Rev. Ted Hoskins — the former minister at Saugatuck Congregational Church, and one of the most influential clergy members in modern Westport history — died yesterday, one day after his 90th birthday.
He served Saugatuck Church as senior minister from 1971 to 1994. After leaving Westport, he lived in Isle au Haut, Maine. He continued his ministry on the seacoast there.
Rev. Ted Hoskins (Photo courtesy of Penobscot Bay Press)
In Westport Rev. Hoskins was known for his staunch advocacy of social justice, and for underserved populations. He was also a leader in the town’s interfaith clergy efforts.
In 1984, a fierce debate raged over the opening of a homeless shelter in the former Vigilant Firehouse on Wilton Road (now OKO restaurant).
The moral leadership of Rev. Ted Hoskins, Rev. Pete Powell, Rabbi Bob Orkand and businessman James Bacharach, plus the town support of 1st Selectman Bill Seiden, Human Services director Barbara Butler and David Kennedy, tamped much of the controversy.

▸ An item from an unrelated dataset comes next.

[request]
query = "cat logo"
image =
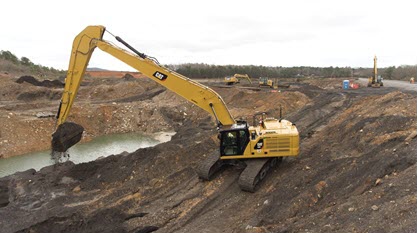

The shelter opened. It was one of the first shelters in a suburban community — and still is, nearly 40 years later.
The Homes with Hope facility is now located on Jesup Road. Hoskins Place — a 5-bed facility for women — is named for the pastor.
Hoskins Place women’s shelter, on Jesup Road.
He was also active in the anti-Vietnam War movement. In 1971 — his first year in Westport — he marched in the Memorial Day parade in front of a banner urging peace.
In 2015, when Saugatuck Church was re-dedicated 3 years after a devastating fire, Rev. Hoskins returned as a guest preacher.
A full obituary — including funeral arrangements — will be posted when available.
Rev. Ted Hoskins (center) and Rabbi Byron T. Rubenstein of Temple Israel (right) march in front of a banner urging peace, at the 1971 Memorial Day parade.